Segundo a Polícia Judiciária três das 10 pessoas detidas foram detidas em em flagrante delito. Fonte da PJ disse à agência Lusa que a maior parte das detenções ocorreu na zona oeste do país e que as três pessoas detidas em flagrante delito tinham na sua posse armas proibidas e estão envolvidas na segurança de estabelecimentos noturnos.

Em comunicado divulgado esta quarta-feira, a PJ adianta que as 10 detenções, nove homens e uma mulher, foram efetuadas por suspeitas de ameaça, coação, ofensa à integridade física, sequestro, exercício ilegal de segurança privada, tráfico, mediação e detenção de armas proibidas e corrupção.

Entre os 10 detidos estão dois agentes da PSP e um militar da GNR, que trabalha no destacamento de trânsito de Torres Vedras, disse à Lusa fonte da Guarda Nacional Republicana.

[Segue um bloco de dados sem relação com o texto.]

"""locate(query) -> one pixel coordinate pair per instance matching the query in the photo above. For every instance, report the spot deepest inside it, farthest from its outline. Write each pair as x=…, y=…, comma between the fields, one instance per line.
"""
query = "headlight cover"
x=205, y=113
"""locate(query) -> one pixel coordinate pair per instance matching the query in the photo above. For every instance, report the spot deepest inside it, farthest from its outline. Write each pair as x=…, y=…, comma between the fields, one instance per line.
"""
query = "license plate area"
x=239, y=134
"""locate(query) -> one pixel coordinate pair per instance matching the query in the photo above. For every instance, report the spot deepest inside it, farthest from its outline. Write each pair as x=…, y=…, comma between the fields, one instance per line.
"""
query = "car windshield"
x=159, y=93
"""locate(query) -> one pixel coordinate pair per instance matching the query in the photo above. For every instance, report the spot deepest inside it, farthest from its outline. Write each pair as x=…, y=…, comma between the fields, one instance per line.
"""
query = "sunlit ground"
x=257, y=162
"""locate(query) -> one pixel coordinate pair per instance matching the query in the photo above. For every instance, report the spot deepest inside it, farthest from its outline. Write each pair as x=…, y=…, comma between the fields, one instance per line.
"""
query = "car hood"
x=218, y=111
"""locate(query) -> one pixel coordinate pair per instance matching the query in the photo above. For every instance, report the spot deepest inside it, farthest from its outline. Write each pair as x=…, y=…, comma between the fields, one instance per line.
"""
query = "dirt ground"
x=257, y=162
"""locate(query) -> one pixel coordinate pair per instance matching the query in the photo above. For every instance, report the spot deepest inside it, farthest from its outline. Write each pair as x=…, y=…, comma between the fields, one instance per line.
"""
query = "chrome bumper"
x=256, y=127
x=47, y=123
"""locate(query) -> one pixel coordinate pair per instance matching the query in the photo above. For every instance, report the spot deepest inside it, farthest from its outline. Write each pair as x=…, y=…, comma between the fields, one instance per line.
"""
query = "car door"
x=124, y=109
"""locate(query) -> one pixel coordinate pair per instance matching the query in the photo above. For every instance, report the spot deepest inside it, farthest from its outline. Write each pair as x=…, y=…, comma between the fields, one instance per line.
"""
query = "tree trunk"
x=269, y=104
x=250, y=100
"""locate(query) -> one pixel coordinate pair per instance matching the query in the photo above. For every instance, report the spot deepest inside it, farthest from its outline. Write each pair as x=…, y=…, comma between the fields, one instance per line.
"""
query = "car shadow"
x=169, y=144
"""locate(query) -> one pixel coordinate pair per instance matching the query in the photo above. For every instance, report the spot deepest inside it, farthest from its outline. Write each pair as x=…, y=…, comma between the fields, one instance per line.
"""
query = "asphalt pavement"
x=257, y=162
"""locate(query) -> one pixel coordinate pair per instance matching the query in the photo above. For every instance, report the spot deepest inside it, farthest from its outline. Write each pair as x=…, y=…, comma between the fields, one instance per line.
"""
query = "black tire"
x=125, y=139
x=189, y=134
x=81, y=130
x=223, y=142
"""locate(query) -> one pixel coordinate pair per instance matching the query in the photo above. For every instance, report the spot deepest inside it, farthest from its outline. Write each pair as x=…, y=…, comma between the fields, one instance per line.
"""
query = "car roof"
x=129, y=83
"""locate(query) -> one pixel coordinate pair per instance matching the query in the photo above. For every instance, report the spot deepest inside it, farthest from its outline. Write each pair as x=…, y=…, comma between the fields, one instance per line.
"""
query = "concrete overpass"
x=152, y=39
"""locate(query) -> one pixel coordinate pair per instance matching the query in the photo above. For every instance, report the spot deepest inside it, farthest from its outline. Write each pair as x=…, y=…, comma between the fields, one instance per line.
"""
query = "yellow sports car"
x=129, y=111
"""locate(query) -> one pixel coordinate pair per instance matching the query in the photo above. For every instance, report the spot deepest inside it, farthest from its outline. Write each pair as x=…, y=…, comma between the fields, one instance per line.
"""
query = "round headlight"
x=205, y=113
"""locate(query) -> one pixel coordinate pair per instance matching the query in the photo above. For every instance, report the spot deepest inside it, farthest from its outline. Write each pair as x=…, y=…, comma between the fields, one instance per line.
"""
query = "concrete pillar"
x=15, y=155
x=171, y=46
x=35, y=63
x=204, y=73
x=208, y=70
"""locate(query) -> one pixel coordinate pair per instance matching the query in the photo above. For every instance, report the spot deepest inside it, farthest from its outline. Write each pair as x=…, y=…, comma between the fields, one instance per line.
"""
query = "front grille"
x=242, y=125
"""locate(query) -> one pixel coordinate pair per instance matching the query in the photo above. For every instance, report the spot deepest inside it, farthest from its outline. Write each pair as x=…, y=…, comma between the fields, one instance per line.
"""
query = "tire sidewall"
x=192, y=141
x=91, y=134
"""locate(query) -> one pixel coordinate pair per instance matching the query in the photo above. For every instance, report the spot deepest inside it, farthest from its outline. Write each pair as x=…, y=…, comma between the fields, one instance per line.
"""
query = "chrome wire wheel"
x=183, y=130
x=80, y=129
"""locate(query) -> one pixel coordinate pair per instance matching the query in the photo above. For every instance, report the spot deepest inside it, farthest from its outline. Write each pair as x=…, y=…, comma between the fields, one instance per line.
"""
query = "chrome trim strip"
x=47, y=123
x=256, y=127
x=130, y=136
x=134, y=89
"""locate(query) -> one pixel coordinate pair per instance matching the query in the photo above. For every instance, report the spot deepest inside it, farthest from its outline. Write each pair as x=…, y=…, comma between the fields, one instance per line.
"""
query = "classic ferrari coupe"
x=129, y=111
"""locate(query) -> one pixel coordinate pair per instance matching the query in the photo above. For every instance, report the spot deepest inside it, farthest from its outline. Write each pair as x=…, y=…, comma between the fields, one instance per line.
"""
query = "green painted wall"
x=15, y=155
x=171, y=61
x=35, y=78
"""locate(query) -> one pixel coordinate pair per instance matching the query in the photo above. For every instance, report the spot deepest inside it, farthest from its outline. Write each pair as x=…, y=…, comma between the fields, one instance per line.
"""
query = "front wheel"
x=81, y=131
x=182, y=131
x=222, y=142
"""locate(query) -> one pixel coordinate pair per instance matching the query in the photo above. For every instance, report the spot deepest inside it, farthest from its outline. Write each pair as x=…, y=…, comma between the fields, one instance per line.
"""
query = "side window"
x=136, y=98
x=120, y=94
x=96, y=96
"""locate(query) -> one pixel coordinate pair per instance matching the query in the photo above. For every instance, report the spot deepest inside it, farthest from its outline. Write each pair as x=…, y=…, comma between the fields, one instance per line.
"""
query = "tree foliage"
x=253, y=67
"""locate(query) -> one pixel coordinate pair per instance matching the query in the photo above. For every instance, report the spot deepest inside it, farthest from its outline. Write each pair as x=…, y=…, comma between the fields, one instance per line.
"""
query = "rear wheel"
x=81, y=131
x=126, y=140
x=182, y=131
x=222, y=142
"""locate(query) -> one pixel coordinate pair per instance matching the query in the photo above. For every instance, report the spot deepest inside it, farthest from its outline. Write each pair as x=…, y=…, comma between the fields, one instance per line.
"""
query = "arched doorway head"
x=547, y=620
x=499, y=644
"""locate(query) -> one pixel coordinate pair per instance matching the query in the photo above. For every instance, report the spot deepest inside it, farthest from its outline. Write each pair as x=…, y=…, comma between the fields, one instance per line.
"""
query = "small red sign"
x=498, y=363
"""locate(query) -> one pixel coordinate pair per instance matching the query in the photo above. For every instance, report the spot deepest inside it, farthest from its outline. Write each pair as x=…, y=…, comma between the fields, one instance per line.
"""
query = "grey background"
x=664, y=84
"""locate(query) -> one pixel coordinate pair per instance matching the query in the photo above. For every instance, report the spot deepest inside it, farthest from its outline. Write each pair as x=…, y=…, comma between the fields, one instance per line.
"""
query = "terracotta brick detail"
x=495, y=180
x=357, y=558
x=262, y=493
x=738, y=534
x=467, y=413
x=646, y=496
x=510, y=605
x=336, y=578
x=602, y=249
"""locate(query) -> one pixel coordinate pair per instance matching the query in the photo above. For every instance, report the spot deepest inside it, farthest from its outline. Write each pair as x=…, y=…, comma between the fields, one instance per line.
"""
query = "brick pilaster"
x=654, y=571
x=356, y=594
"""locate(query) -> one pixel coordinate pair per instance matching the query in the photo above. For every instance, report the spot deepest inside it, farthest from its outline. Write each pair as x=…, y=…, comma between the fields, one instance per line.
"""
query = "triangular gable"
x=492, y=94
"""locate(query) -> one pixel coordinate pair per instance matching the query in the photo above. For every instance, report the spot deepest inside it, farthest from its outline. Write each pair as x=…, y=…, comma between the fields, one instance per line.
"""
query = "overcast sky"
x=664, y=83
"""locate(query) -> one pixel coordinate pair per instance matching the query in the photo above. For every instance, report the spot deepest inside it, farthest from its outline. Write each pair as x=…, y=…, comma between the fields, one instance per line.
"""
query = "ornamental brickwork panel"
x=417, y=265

De acordo com a PJ, durante a operação policial foram cumpridas 16 buscas domiciliárias e não domiciliárias, tendo sido apreendidos relevantes elementos de prova, tendo a investigação começado com uma denúncia do exercício de segurança privada ilegal em estabelecimentos noturnos e a prática, por parte dos seguranças, de crimes de ameaça, coação, ofensa à integridade física grave e sequestro a clientes.

A operação, feita pela Unidade Nacional Contra Terrorismo (UNCT), em inquérito titulado pelo Departamento Central de Investigação e Ação Penal (DCIAP), foi efetuada em estreita colaboração com a PSP e a GNR.